Relator da matéria, o deputado Evair de Melo (ES), também membro da Frencoop, defende que a iniciativa responde a uma demanda histórica do setor produtivo e cria condições para ampliar a formalização das relações de trabalho. “A ideia é fomentar a formalização do trabalho em diversas culturas agrícolas. As regras dos programas sociais e a remuneração por produtividade acabam criando um cenário que incentiva a informalidade. Precisamos oferecer segurança para quem quer trabalhar e para quem precisa contratar”, afirma.
Cooperativas defendem mudança
O Projeto dos Safristas conta com apoio do Sistema OCB e de cooperativas agropecuárias, que afirmam enfrentar dificuldades recorrentes para formar equipes durante os períodos de colheita.
Segundo a entidade, a escassez de mão de obra formal afeta diferentes cadeias produtivas e tem levado produtores e cooperativas a buscar alternativas para atender à demanda sazonal de trabalhadores.

Foto: Divulgação
Dados do Sistema OCB indicam que o ramo agropecuário reúne 1.172 cooperativas, movimenta R$ 438,2 bilhões por ano e responde por mais de 257 mil empregos diretos no país.
Para a presidente-executiva do Sistema OCB, Tania Zanella, a proposta cria um mecanismo para aproximar políticas de assistência social e de geração de emprego. “O desafio da mão de obra no campo só será resolvido com regras que estimulem a formalização.

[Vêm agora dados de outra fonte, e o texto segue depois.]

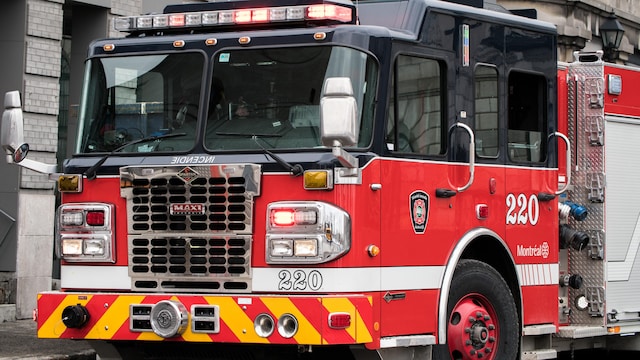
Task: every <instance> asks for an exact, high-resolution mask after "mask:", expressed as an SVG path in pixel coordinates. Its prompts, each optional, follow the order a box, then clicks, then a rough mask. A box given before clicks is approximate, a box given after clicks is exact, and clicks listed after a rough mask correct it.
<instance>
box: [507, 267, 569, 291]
mask: <svg viewBox="0 0 640 360" xmlns="http://www.w3.org/2000/svg"><path fill="white" fill-rule="evenodd" d="M517 269H518V277H519V278H520V285H522V286H539V285H557V284H558V283H559V279H560V275H559V271H560V267H559V265H558V264H520V265H517Z"/></svg>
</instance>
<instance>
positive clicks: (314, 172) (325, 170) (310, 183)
mask: <svg viewBox="0 0 640 360" xmlns="http://www.w3.org/2000/svg"><path fill="white" fill-rule="evenodd" d="M304 188H305V190H330V189H333V173H332V172H331V171H330V170H307V171H305V172H304Z"/></svg>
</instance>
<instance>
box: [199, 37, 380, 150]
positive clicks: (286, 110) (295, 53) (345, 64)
mask: <svg viewBox="0 0 640 360" xmlns="http://www.w3.org/2000/svg"><path fill="white" fill-rule="evenodd" d="M213 75H214V77H213V79H214V80H213V82H212V84H213V85H212V94H215V93H216V92H217V93H220V94H221V95H220V96H217V97H216V98H219V99H220V103H219V104H212V105H214V106H213V109H212V111H211V112H210V113H209V121H208V124H207V129H206V134H205V146H206V147H207V148H208V149H210V150H229V149H256V148H258V147H265V148H273V149H286V148H314V147H318V146H321V141H320V106H319V104H320V97H321V95H322V86H323V84H324V81H325V79H327V78H330V77H349V78H350V79H351V82H352V85H353V92H354V95H355V98H356V101H357V103H358V114H357V115H358V119H360V122H359V131H360V138H359V142H358V146H361V147H364V146H368V145H369V142H370V140H371V129H372V126H373V103H374V95H375V94H374V92H375V88H376V84H375V82H376V76H377V67H376V64H375V62H374V61H373V59H372V58H371V57H370V56H368V55H367V54H365V53H363V52H360V51H357V50H354V49H350V48H345V47H329V46H315V47H295V48H278V49H248V50H244V49H243V50H233V51H223V52H220V53H218V54H217V55H216V56H215V58H214V71H213Z"/></svg>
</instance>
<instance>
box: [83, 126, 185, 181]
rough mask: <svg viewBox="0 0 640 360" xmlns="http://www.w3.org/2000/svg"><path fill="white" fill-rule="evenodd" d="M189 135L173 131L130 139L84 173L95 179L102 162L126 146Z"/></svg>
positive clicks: (84, 172) (106, 159)
mask: <svg viewBox="0 0 640 360" xmlns="http://www.w3.org/2000/svg"><path fill="white" fill-rule="evenodd" d="M185 135H187V134H186V133H172V134H162V135H155V136H147V137H144V138H140V139H136V140H132V141H129V142H128V143H126V144H124V145H121V146H118V147H117V148H115V149H113V150H111V152H110V153H108V154H105V155H104V156H103V157H102V158H101V159H100V160H98V162H96V163H95V164H93V166H91V167H90V168H88V169H87V171H85V172H84V175H85V176H86V177H87V180H93V179H95V178H96V175H97V172H98V169H99V168H100V166H102V164H104V162H105V161H107V159H108V158H109V157H110V156H111V155H113V154H115V153H117V152H118V151H120V150H122V149H124V148H126V147H127V146H131V145H135V144H139V143H143V142H151V141H157V140H161V139H166V138H172V137H178V136H185Z"/></svg>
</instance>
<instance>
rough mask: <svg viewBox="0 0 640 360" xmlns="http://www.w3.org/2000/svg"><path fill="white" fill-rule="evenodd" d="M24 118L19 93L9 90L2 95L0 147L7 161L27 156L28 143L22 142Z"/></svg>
mask: <svg viewBox="0 0 640 360" xmlns="http://www.w3.org/2000/svg"><path fill="white" fill-rule="evenodd" d="M23 129H24V118H23V116H22V108H21V103H20V93H19V92H18V91H9V92H7V93H6V94H5V95H4V112H3V113H2V130H1V131H2V133H1V135H2V137H1V142H2V148H3V149H4V151H5V154H6V155H7V156H6V158H7V162H8V163H20V162H21V161H22V160H24V159H25V158H26V157H27V153H28V152H29V145H28V144H25V143H24V130H23Z"/></svg>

O Projeto dos Safristas representa um avanço porque aproxima políticas sociais e políticas de emprego, beneficiando trabalhadores, cooperativas e toda a cadeia agropecuária”, afirma.
Próximo passo depende do Congresso
Com o veto presidencial, o projeto retorna ao Congresso Nacional, que decidirá, em sessão conjunta de deputados e senadores, se mantém ou derruba a decisão do Executivo. Caso o veto seja rejeitado, o texto poderá ser promulgado e entrar em vigor.
A discussão ocorre em um momento em que produtores rurais e cooperativas relatam dificuldades para preencher vagas temporárias durante as safras, especialmente em atividades que exigem grande número de trabalhadores em períodos concentrados. O Projeto dos Safristas foi apresentado como uma tentativa de reduzir esse gargalo por meio de incentivos à contratação formal, sem impacto imediato sobre os benefícios sociais recebidos pelos trabalhadores.